If you’ve got clients with annual allowance tax charges it pays to be ahead of the curve, not least because your clients may have less time to play with than they think. Martin Jones, technical manager at AJ Bell, highlights the key dates to put in your calendar, in particular with regard to Scheme Pays.
Pension Saving Statements
The first date on our timeline is 6th October. This is the deadline by which providers are required to send ‘pension saving statements’ to:
- members who have paid in more than the standard annual allowance of £40,000 and;
- members who have triggered the money purchase annual allowance and paid in more than £4,000
It might be this that’s prompted your client to get in touch. You might also have clients who haven’t received one but still have a charge to settle. This could be because they’ve contributed more than the annual allowance across two or more pension schemes. Or they could be subject to a lower annual allowance thanks to the tapering rules.
Even if they haven’t received a statement, they still have a responsibility to be aware of what they’ve contributed (or accrued, if we’re talking Defined Benefit schemes) and to pay any charges.
Paying the charge
In terms of settling the charge, the client may have a choice. They can pay it via their self-assessment tax return, or they may be able to pay it from their pension scheme using Scheme Pays.
There are two types of Scheme Pays: compulsory and voluntary. Broadly speaking, if the client has paid in more than £40,000 to a pension scheme and incurred a charge of more than £2,000, they can use compulsory Scheme Pays to pay the charge from that scheme. Here, the scheme administrator becomes jointly liable for the charge.
If those conditions aren’t met – for example if they paid more than £40,000 across two schemes, or it is the tapered annual allowance or money purchase annual allowance that they have exceeded – the client remains solely liable, but they can use voluntary Scheme Pays, assuming the scheme allows it.
Either way, the client has to make a formal notification to the scheme administrator. They must also remember to include the tax charge on their tax return. The key point in terms of timing is that the two versions of Scheme Pays run on very different schedules.
Voluntary Scheme Pays
The scheme administrator reports and pays the annual allowance charge to HMRC via the Accounting for Tax (AFT) return. This is a quarterly return and runs on a specific schedule, with the filing dates as follows:
If a client is paying via voluntary Scheme Pays, they would need to submit the notification by 30th September to be fully assured of getting the tax charge paid on time. The scheme administrator would then pay it to HMRC by 14thNovember. Although note that some scheme administrators might have an earlier cut-off point.
If it’s the pension savings statement that’s prompted your client to look at this, they will already have missed this date. In which case, the next date is the Q4 end date of 31st December.
If the tax charge is included in the AFT for Q4, it has a chance of being paid by the self-assessment deadline of 31stJanuary. Again, this will depend on the administrator’s internal procedures – some might file the AFT in early January, some might file it close to the mid-February deadline.

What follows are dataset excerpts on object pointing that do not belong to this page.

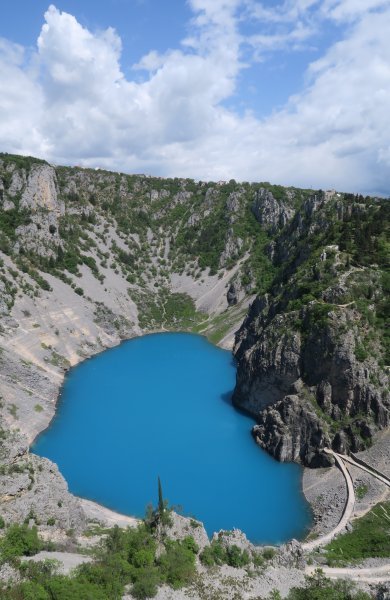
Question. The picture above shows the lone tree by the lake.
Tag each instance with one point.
(161, 504)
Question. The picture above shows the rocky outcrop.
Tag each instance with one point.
(307, 389)
(33, 490)
(291, 431)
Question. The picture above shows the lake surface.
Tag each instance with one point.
(159, 405)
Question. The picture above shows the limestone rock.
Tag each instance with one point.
(273, 214)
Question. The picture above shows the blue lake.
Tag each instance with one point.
(159, 405)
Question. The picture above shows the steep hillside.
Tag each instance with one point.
(88, 258)
(313, 353)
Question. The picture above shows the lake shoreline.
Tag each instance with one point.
(32, 429)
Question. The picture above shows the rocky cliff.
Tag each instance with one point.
(88, 258)
(312, 353)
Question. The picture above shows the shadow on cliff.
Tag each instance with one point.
(227, 397)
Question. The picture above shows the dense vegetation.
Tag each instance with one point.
(369, 538)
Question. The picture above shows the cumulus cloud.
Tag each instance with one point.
(70, 102)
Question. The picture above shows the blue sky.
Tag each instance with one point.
(295, 92)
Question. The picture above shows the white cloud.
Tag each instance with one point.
(71, 103)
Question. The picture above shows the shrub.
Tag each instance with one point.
(20, 540)
(177, 564)
(146, 583)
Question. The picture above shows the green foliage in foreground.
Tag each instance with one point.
(217, 554)
(126, 557)
(369, 538)
(319, 587)
(19, 540)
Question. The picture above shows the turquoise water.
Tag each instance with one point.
(159, 405)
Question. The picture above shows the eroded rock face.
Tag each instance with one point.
(290, 430)
(40, 233)
(307, 391)
(32, 489)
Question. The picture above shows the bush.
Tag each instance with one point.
(20, 540)
(177, 564)
(146, 583)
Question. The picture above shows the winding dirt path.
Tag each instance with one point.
(367, 574)
(348, 508)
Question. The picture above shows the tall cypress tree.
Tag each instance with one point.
(161, 506)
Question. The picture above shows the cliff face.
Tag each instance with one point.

The charge would at least be paid though, and the worst-case scenario is that the client incurs 14 days of late penalty charges (assuming HMRC wants to pursue it).
Perhaps the key point here, however, is that if a client were to submit the notification to the scheme administrator in January, it wouldn’t be unreasonable for them to think they’d got the charge settled in time.
That’s not the case given the scheme administrator has to work to the AFT timescales and the charge wouldn’t get paid potentially until 15th May. In the meantime, the client could be incurring several months of late payment charges.
Compulsory Scheme Pays
The timeline for compulsory Scheme Pays, however, is much more generous.
The client has until 31st July the following year to make the notification to the scheme. So, for a tax charge in the 2021/22 tax year, this would be 31st July 2023
Furthermore, the charge doesn’t need to be paid until the AFT return for the quarter ending 31st December. As it’s compulsory Scheme Pays, the client won’t incur any late payment penalties from HMRC.
The bottom line is that Scheme Pays is a really useful function that lots of clients benefit from. But, as with many pension processes, it pays to plan ahead.